Where these labor market pressures lead will depend on how political leaders and policymakers respond.  Against the backdrop of a global economic recession, such resources could unleash widespread protectionist sentiments.  As long as sufficiently robust economic growth and labor market flexibility are sustained, however, intense international competition is unlikely to cause net job “loss” in the advanced economies.

  • The large number of new service sector jobs that will be created in India and elsewhere in the developing world, for example, will likely exceed the supply of workers with those specific skills in the advanced economies.
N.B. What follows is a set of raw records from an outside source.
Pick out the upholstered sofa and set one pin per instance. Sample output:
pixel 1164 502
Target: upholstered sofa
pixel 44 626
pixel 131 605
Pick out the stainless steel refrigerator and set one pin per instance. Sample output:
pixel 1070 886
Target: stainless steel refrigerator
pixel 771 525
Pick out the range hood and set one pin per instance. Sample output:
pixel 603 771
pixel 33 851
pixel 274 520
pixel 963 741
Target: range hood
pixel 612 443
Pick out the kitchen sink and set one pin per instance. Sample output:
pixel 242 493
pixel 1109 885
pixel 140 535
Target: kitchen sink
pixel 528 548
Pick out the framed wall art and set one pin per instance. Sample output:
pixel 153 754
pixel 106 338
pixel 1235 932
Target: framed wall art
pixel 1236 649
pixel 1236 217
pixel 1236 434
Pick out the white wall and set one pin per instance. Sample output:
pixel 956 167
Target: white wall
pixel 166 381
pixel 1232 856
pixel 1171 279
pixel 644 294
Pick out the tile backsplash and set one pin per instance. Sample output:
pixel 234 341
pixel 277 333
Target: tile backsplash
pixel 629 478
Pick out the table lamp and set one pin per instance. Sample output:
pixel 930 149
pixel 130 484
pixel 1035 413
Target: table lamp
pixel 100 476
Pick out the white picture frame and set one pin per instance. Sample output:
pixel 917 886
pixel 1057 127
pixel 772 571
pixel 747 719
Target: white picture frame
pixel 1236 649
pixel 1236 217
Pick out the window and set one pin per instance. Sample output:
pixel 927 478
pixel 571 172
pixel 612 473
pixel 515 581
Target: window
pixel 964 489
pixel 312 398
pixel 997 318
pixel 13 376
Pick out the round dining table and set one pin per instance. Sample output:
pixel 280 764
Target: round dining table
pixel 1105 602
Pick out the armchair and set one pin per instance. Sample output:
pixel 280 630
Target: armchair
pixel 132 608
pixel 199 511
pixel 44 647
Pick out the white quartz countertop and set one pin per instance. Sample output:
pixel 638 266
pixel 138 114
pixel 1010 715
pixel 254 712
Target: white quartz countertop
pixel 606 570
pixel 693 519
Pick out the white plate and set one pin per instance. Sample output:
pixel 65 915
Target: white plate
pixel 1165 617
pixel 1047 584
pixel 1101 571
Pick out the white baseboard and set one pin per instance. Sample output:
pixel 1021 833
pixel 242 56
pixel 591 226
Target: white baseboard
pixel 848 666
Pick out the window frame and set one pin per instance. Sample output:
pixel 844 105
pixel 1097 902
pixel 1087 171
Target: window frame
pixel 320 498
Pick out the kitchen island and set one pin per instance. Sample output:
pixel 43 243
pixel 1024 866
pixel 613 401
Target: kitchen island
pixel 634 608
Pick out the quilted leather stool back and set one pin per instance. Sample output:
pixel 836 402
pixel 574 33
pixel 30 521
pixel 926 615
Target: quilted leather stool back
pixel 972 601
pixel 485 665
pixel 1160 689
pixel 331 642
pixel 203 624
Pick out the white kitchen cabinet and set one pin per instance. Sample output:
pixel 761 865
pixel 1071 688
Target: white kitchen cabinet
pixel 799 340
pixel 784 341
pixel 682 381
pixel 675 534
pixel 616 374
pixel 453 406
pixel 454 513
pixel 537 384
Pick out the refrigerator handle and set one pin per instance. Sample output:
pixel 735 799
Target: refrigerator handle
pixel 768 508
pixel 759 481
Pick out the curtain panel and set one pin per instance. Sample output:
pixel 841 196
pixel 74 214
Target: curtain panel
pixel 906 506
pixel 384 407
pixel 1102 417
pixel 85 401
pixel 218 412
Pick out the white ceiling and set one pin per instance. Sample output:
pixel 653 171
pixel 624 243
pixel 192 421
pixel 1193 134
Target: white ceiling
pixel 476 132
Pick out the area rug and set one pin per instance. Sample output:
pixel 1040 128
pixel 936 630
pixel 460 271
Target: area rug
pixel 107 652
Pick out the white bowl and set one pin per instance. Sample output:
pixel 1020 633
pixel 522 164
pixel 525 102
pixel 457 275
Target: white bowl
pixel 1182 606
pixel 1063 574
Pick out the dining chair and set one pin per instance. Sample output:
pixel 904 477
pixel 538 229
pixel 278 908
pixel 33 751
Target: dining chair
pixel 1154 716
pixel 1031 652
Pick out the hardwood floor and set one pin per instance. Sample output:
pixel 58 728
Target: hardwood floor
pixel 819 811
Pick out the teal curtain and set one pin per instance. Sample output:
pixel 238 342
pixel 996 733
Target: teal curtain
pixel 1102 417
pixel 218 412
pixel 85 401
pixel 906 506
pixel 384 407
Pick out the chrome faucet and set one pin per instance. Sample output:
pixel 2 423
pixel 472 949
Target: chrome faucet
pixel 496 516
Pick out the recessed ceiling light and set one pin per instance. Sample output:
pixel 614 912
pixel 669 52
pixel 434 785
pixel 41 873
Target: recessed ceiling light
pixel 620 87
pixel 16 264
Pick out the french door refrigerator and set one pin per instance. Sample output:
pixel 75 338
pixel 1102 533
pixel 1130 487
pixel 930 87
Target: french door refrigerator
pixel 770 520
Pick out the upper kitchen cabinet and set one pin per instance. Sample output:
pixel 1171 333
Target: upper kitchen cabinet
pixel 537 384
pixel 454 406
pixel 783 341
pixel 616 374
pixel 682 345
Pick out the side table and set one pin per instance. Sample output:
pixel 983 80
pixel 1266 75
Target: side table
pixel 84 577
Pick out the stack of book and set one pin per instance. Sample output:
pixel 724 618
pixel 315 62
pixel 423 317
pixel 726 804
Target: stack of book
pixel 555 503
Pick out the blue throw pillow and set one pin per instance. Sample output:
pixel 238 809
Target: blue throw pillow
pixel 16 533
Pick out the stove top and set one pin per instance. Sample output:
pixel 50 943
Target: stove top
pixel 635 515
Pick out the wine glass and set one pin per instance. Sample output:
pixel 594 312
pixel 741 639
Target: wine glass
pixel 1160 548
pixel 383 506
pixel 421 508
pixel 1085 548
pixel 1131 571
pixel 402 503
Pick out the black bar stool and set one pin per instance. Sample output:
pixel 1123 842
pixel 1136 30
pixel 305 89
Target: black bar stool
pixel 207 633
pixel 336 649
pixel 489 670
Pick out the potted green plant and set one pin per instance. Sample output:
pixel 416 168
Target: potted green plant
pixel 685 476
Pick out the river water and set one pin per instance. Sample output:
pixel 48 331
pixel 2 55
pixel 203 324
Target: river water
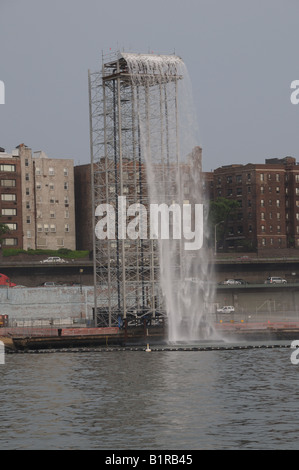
pixel 170 400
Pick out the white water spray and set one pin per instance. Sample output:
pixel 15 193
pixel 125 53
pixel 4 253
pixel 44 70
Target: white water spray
pixel 169 138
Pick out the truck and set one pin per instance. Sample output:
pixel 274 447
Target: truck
pixel 5 281
pixel 226 309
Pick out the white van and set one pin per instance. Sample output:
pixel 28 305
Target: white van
pixel 275 280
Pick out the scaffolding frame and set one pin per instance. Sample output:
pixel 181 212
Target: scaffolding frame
pixel 133 119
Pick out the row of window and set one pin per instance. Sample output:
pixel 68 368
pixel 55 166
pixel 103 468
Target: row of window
pixel 51 228
pixel 263 177
pixel 51 171
pixel 40 242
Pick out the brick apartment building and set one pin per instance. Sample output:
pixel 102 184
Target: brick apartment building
pixel 37 200
pixel 268 197
pixel 11 199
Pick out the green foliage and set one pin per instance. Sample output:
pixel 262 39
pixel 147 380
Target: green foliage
pixel 62 252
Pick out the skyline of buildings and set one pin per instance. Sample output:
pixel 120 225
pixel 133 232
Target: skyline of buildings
pixel 47 202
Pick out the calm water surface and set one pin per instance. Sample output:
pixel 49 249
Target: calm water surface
pixel 244 399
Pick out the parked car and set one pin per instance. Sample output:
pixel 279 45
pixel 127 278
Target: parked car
pixel 54 259
pixel 232 281
pixel 226 309
pixel 49 284
pixel 242 281
pixel 275 280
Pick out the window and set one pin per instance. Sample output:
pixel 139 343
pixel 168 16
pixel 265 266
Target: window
pixel 8 183
pixel 9 211
pixel 10 241
pixel 60 242
pixel 5 167
pixel 12 226
pixel 11 197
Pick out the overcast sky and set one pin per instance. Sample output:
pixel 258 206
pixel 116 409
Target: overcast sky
pixel 241 55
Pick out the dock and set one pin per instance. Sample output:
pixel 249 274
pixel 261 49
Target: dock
pixel 40 339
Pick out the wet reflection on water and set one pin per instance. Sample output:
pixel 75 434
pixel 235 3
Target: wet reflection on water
pixel 160 400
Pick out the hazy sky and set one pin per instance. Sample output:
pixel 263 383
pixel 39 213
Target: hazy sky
pixel 241 55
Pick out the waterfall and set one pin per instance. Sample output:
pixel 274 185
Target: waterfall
pixel 169 139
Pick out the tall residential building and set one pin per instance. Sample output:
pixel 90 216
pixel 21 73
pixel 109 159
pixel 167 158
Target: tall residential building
pixel 11 199
pixel 268 197
pixel 48 201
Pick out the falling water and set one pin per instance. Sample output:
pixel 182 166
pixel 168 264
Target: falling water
pixel 169 135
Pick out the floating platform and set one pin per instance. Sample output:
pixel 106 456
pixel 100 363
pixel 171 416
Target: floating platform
pixel 69 338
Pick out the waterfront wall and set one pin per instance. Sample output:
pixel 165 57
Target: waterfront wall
pixel 47 302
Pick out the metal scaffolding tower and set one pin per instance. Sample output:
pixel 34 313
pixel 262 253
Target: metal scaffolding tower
pixel 133 138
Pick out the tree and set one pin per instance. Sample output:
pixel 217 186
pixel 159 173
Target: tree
pixel 220 211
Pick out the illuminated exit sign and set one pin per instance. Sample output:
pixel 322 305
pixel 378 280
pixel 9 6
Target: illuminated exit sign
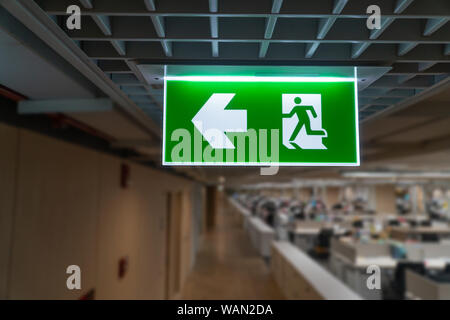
pixel 260 120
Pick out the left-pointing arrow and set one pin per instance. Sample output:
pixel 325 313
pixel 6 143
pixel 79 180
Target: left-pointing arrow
pixel 213 121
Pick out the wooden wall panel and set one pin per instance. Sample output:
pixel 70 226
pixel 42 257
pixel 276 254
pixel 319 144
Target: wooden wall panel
pixel 8 163
pixel 55 218
pixel 70 209
pixel 133 225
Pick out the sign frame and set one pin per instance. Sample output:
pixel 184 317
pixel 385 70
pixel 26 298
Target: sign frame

  • Job turnover in advanced economies will continue to be driven more by technological change and the vicissitudes of domestic rather than international competition.

Mobility and Laggards.  Although the living standards of many people in developing and underdeveloped countries will rise over the next 15 years, per capita incomes in most countries will not compare to those of Western nations by 2020.  There will continue to be large numbers of poor even in the rapidly emerging economies, and the proportion of those in the middle stratum is likely to be significantly less than is the case for today's developed nations.  Experts estimate it could take China another 30 years beyond 2020 for per capita incomes to reach current rates in developed economies.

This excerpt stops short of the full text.